Employers sometimes have employees sign anti-piracy agreements to keep them from soliciting existing clients while working for a competitor. This is not the same as a non-compete agreement, and in most cases the courts will enforce anti-piracy agreements more readily thean they would enforce a true non-compete agreement. Since you didn't sign such an agreement, your former employer would have to base his claim on some theory of unfair competition. While he may try to argue that he has a proprietary interest in the continuing business of these clients, it will be a weak argument if you were the one who serviced them and he is no longer actively engaged in the business himself. I can't guarantee that he will not try to assert such a claim, but he will bear the burden of proof.
posted Jan 29, 2008 6:43 PM [EST]
Answer to Employee Intellectual Property/Confidentiality/Non-Solicitation Agreement
Non-competes have to be read carefullyYour assumption that you won't be able to get another job in the industry leads me to conclude that either you need to read the agreement again or you need to have a lawyer read it. The title of the agreement suggests that it is not a non-compete agreement, but the text of the agreement is what counts. An "intellectual property" agreement typically says "Don't steal our patents and copyrights, even if you created them while working for us." That shouldn't keep you out of a job. A "confidentiality" agreement typically says "don't reveal our secrets," an obligation that is already in place by virtue of the Uniform Trade Secrets Act, which prohibits the dissemination of trade secrets. That shouldn't keep you out of work. A "non-solicitation" agreement typically says "Don't steal our customers or our employees." Again, that shouldn't keep you from getting a job.
If the agreement contains a non-compete provision, i.e. "You may not go to work for a competitor of ours for a year after you leave," that could keep you out of a job in the industry, but that kind of agreement is only enforceable if it has a limited time and geographic scope.

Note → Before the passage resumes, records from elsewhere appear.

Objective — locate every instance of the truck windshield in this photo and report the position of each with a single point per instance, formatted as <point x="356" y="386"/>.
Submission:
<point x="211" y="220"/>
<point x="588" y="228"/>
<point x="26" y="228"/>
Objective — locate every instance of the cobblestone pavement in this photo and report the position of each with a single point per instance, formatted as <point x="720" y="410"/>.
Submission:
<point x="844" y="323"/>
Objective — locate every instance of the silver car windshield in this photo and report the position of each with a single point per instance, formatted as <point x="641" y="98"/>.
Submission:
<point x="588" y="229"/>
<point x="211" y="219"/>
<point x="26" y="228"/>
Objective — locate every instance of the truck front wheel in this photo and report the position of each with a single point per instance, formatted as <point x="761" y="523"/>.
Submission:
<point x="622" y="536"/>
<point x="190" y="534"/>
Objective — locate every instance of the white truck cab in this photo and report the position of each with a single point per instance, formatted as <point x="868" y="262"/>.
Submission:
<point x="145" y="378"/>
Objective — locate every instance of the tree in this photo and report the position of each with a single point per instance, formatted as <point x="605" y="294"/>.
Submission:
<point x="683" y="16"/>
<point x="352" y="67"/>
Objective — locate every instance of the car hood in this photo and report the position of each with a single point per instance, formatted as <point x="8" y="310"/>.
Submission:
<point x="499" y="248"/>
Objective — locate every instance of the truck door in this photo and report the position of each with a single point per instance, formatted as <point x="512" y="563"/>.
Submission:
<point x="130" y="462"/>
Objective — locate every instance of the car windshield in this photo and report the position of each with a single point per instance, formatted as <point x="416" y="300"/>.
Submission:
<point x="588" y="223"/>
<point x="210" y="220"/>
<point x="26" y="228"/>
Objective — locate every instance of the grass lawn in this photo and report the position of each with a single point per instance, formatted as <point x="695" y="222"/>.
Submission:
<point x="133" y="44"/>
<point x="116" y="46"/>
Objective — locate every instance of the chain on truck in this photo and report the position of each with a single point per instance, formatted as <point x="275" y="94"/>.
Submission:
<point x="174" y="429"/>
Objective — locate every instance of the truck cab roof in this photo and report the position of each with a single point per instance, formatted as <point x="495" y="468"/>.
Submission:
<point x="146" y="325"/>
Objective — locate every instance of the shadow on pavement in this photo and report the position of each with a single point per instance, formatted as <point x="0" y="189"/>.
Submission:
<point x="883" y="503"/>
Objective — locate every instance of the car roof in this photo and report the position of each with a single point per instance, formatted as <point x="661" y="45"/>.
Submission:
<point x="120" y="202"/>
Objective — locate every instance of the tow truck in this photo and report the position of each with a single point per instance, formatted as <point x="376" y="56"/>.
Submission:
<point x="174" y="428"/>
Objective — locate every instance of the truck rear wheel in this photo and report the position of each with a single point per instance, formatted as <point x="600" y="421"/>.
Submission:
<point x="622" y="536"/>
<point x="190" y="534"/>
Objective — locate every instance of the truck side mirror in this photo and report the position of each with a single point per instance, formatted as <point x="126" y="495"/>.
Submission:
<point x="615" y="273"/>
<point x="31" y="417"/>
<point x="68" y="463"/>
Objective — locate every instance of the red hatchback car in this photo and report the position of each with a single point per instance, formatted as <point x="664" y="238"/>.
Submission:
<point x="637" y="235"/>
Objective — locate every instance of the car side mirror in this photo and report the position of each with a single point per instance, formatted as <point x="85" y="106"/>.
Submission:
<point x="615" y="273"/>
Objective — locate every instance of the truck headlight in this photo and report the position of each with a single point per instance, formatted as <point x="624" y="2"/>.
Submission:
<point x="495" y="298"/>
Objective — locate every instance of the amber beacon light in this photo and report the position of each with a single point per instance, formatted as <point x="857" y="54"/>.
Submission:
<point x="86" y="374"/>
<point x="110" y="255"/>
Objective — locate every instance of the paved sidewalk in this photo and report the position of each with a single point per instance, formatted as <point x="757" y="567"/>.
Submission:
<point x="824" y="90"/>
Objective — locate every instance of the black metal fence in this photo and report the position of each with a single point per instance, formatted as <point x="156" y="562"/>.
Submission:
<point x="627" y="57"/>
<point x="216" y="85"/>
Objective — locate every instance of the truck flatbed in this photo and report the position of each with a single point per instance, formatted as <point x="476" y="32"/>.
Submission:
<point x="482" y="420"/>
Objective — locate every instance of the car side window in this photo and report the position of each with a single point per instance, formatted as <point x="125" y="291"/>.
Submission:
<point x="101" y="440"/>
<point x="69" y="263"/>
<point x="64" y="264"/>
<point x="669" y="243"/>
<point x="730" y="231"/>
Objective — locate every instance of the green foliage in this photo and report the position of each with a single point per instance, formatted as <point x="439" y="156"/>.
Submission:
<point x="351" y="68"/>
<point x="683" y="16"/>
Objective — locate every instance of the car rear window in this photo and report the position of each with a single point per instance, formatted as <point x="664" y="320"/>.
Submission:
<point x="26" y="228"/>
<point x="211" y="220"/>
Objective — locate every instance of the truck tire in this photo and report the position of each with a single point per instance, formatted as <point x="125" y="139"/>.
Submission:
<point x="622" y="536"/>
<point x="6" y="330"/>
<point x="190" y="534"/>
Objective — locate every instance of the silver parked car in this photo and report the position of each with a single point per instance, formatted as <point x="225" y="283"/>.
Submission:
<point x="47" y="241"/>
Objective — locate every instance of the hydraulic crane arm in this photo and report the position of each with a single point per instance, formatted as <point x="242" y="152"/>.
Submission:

If you are having trouble understanding what the agreement means and whether it is enforceable, have an attorney review it.

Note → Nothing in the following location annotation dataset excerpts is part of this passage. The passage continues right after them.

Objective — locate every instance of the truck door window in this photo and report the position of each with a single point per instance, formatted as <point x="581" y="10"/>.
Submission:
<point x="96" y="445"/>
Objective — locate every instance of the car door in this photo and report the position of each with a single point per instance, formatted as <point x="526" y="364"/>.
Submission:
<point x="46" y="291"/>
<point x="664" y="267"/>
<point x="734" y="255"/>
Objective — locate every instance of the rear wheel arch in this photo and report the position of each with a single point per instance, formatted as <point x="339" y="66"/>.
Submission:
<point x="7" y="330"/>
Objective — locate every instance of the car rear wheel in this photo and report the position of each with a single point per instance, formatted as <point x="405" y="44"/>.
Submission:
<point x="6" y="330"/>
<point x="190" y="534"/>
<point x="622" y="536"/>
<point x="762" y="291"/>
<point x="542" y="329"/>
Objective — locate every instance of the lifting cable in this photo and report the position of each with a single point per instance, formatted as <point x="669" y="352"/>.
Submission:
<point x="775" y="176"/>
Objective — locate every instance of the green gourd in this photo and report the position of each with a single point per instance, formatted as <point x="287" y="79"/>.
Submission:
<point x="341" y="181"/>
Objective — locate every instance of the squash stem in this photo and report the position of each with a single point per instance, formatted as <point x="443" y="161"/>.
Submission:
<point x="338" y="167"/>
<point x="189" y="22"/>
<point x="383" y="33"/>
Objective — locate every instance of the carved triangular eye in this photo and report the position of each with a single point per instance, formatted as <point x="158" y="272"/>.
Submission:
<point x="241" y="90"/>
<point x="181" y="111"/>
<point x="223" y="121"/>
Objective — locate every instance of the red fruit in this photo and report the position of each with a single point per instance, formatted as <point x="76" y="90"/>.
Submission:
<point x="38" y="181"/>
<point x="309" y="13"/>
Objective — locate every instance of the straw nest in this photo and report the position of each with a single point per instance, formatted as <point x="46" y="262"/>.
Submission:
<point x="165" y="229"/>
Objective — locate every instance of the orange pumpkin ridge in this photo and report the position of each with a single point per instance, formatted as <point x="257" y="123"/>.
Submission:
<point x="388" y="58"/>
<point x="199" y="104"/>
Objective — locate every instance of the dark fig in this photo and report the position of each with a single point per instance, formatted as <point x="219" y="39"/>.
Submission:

posted Jan 21, 2008 4:01 PM [EST]
Answer to workman's comp / termination / personal injury
Worker comp is exclusive remedyWhen you are injured at work, worker compensation is your exclusive remedy unless your injury was caused by someone outside the company. If you file a personal injury claim against a third party, the worker compensation carrier will put a lien against your recovery in that case to recoup benefits paid to you.
Your termination will not disqualify you from receiving worker compensation benefits, but it may impact the benefits you can recover for lost earnings. You should consult with a qualified worker compensation attorney. In Arizona worker compensation is a certified specialty area, and many worker comp attorneys are certified specialists.